The shop sells Tonya’s cookies, pies, and other baked goods of course, as well as things like locally made Videri chocolate bars, Vivian Howard’s Blueberry BBQ Sauce, Valleybrook Farms Scuppernog Jelly, and the Peanut Trading Co.’s Southern Fried Peanuts. Once word got around, people starting sending product samples, so she and her staff began tasting and testing them to decide what to carry. Still, she tries to carry as many makers’ products as possible, frequently rotating the lineup.
“I want to give everybody a chance because I know how hard it is to get products into stores,” she says. This need to help her community has been ingrained in Tonya since she was a child.
“It goes back to my growing up by my grandmother. She always gave back. She had one charity that she started on her 80th birthday called the Pumpkin Seed Foundation,” says Tonya. “She gives back to kids that are trying to go to school, whether they need money for textbooks, or stuff like that. So giving back is what we were always taught—don’t make it about yourself.

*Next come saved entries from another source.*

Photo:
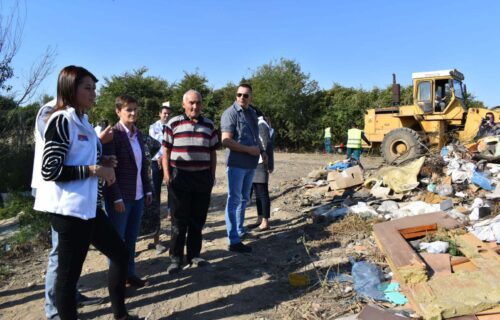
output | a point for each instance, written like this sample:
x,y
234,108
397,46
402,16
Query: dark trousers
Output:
x,y
189,200
154,213
75,236
262,200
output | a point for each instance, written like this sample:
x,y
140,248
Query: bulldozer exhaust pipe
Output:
x,y
396,91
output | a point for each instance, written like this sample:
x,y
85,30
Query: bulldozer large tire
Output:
x,y
401,144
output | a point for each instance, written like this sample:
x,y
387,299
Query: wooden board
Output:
x,y
439,264
448,295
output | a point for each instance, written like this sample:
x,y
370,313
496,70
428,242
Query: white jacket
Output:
x,y
36,178
77,198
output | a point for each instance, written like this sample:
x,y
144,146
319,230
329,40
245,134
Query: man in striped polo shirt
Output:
x,y
190,143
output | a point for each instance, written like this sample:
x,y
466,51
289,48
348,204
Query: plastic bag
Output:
x,y
435,247
367,278
482,181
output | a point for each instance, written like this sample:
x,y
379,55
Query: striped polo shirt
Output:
x,y
191,142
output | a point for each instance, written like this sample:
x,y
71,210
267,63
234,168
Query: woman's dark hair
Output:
x,y
124,100
67,83
258,112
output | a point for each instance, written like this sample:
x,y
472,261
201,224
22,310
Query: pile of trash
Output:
x,y
465,189
464,183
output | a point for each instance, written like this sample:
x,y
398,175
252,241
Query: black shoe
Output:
x,y
198,262
174,267
240,247
82,300
136,282
253,226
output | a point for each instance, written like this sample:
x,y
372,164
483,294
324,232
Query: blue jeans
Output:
x,y
127,224
50,278
328,145
239,182
355,153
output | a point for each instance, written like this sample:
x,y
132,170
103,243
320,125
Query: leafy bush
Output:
x,y
17,167
34,226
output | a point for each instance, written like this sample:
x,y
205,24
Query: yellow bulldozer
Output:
x,y
438,115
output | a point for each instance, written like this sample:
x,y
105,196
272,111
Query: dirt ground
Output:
x,y
233,286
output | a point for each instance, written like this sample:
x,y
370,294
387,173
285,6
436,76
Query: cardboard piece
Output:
x,y
371,312
348,178
438,263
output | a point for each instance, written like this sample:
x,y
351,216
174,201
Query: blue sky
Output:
x,y
352,43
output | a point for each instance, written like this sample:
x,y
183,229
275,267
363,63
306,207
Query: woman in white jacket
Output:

Once you help the community grow, it helps you to grow as well.”
In 2019, Tonya was at the North Carolina Museum of History in Raleigh for a speaking engagement with her mother during Black History Month. On their way out, they walked by what looked like a closed café. Tonya asked the receptionist why it was closed and she told her the owners had decided to retire. Even though she had never thought of opening her own restaurant, she went home and left a message for the director of the museum asking if she could open a Sweet Tea & Cornbread cafe there. He called her back in an hour to set up a meeting, thrilled at the possibility of having Mama Dip’s granddaughter run a restaurant in the museum.

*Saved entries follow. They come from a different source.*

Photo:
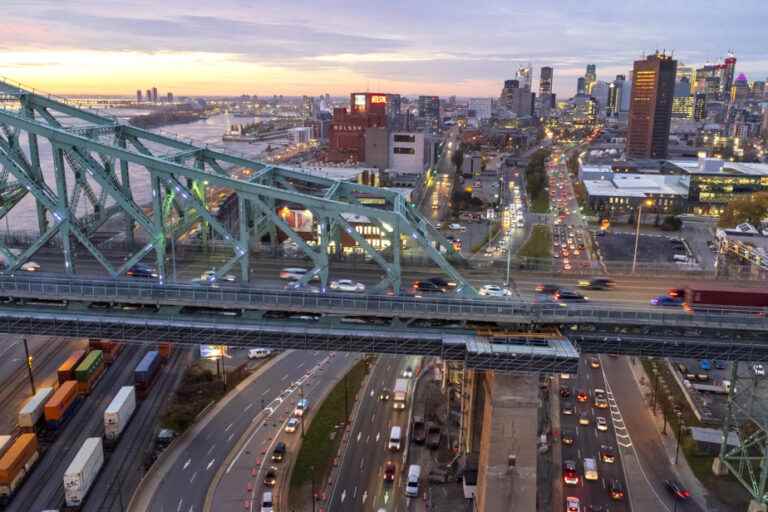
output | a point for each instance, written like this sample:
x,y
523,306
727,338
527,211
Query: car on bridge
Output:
x,y
143,271
347,285
492,290
666,300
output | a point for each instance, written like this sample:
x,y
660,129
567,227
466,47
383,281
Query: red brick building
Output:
x,y
347,133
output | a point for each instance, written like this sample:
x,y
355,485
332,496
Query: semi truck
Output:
x,y
31,413
119,413
16,463
145,372
400,394
61,405
704,296
82,472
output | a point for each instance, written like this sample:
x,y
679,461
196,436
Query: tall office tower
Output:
x,y
740,89
429,106
590,77
650,112
699,106
524,77
545,81
615,90
726,72
581,86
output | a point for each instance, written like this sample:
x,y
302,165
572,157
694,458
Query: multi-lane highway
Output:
x,y
258,412
359,482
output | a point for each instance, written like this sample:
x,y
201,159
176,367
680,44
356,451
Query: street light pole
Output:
x,y
29,367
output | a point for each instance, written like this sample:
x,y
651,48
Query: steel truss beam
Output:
x,y
86,154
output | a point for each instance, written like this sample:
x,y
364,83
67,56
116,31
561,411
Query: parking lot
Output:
x,y
650,249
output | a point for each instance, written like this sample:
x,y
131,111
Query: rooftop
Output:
x,y
637,185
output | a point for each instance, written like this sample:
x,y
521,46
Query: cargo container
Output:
x,y
60,407
5,443
119,413
89,371
67,369
111,349
704,296
82,472
16,463
32,411
145,373
165,350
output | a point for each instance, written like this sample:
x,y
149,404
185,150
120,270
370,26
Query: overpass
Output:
x,y
141,310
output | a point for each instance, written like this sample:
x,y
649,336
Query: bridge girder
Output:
x,y
88,149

“A lot of doors opened for me because of the sweat that my grandmother put in,” Tonya says. Her parents, aunts, and uncles helped her with the equipment and menu, and she took on her third business. The menu features a lot of Southern classics and some of her grandmother’s recipes after customers started requesting things like Mama Dip’s chicken and dumplings.

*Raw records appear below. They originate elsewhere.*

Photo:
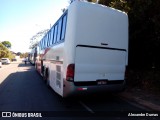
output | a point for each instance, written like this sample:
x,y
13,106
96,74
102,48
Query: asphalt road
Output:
x,y
22,89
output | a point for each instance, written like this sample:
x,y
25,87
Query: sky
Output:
x,y
22,19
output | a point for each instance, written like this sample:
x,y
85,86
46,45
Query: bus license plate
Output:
x,y
101,82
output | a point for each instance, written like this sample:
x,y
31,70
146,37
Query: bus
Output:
x,y
85,51
32,56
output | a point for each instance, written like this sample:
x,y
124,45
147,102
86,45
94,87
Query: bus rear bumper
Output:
x,y
70,89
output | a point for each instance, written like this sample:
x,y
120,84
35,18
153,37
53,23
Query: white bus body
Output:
x,y
32,56
91,54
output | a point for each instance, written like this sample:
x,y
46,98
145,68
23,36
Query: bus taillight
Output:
x,y
70,72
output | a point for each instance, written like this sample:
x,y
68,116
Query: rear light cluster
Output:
x,y
70,72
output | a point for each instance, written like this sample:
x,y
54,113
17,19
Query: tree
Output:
x,y
7,44
5,53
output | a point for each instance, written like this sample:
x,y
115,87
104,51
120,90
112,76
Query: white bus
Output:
x,y
85,51
32,56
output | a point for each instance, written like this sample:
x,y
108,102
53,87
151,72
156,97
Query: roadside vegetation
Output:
x,y
5,52
144,41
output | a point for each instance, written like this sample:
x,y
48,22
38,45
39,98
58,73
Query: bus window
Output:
x,y
55,34
63,27
52,35
59,30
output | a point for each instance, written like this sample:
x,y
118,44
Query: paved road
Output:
x,y
23,89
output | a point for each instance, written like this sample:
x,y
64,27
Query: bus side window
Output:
x,y
55,34
63,27
52,35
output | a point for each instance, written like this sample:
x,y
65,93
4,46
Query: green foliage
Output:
x,y
144,31
6,44
5,53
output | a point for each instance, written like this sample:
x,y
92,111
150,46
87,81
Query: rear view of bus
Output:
x,y
97,40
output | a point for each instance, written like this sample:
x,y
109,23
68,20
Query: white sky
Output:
x,y
21,19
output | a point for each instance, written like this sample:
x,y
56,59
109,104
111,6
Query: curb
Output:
x,y
139,101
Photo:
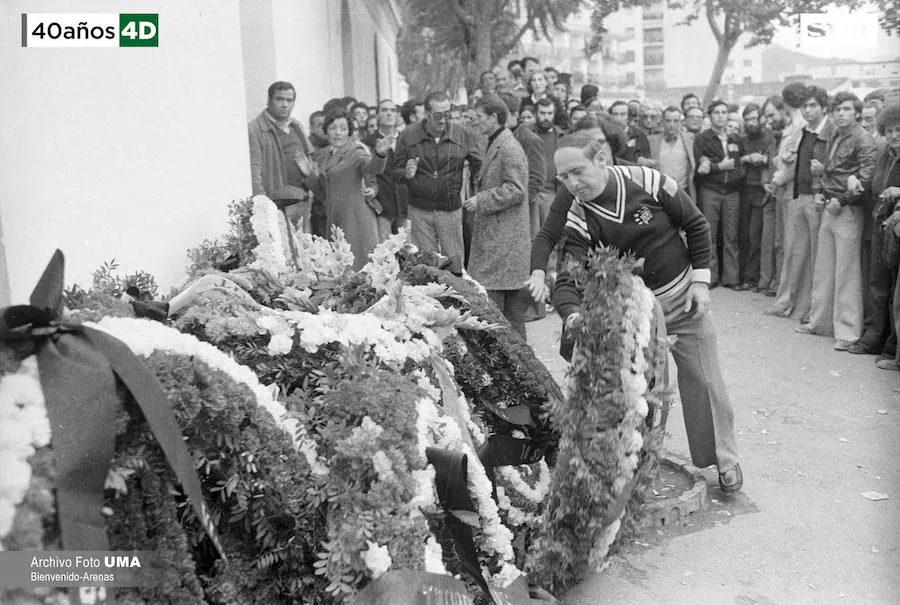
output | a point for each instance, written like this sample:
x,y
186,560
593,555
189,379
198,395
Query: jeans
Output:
x,y
437,231
722,208
750,232
837,281
708,413
512,303
801,235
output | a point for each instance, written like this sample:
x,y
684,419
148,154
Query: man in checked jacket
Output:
x,y
640,210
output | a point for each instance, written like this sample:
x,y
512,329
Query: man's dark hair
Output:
x,y
819,95
281,85
775,101
795,94
843,97
511,101
494,106
332,104
612,130
715,103
435,97
750,108
889,116
875,94
670,109
689,95
588,91
337,114
408,110
546,102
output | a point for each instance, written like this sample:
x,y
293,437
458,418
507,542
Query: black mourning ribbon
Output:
x,y
78,369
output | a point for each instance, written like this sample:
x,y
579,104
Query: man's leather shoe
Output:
x,y
731,480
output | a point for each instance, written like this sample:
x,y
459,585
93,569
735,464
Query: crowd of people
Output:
x,y
801,193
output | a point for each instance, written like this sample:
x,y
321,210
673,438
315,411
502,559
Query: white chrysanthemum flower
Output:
x,y
377,558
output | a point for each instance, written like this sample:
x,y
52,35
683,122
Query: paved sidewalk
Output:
x,y
816,429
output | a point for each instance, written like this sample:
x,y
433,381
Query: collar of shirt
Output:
x,y
818,129
284,125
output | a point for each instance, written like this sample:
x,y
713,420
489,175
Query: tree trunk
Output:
x,y
483,60
718,69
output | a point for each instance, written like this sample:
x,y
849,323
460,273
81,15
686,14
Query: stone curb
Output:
x,y
662,513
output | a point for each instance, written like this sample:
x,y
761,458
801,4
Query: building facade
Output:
x,y
134,154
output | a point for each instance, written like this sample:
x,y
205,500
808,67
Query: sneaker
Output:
x,y
842,345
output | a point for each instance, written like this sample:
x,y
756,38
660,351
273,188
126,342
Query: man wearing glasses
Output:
x,y
429,159
391,196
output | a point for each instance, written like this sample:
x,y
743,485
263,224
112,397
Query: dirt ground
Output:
x,y
817,429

While the café has remained closed during the pandemic, Tonya came up with Porch Drops, delivering classic Southern staples to people’s homes.
In case it’s not clear, Tonya is not one to rest on her laurels. “I’ve always thrived on chaos,” she admits. So when the woman who owned and ran the North Carolina-themed gift box company NC Made decided to quit during the pandemic, she asked Tonya (whom she knew because she bought her cookies) if she wanted to buy the business. Tonya said yes, acquiring what’s now her fifth food-related business.
Because of her schedule these days, Tonya’s not too involved in the original Mama Dip’s but her mother and aunts and uncles who run it know they can call her anytime they need help, like during the recent large catering order they got for Amazon.
“We were always taught to support the family and always be there when we needed each other,” says Tonya. “I tell people, I want to see the restaurant live just as long as the old well does on UNC campus. I’ll always be a part of the restaurant.”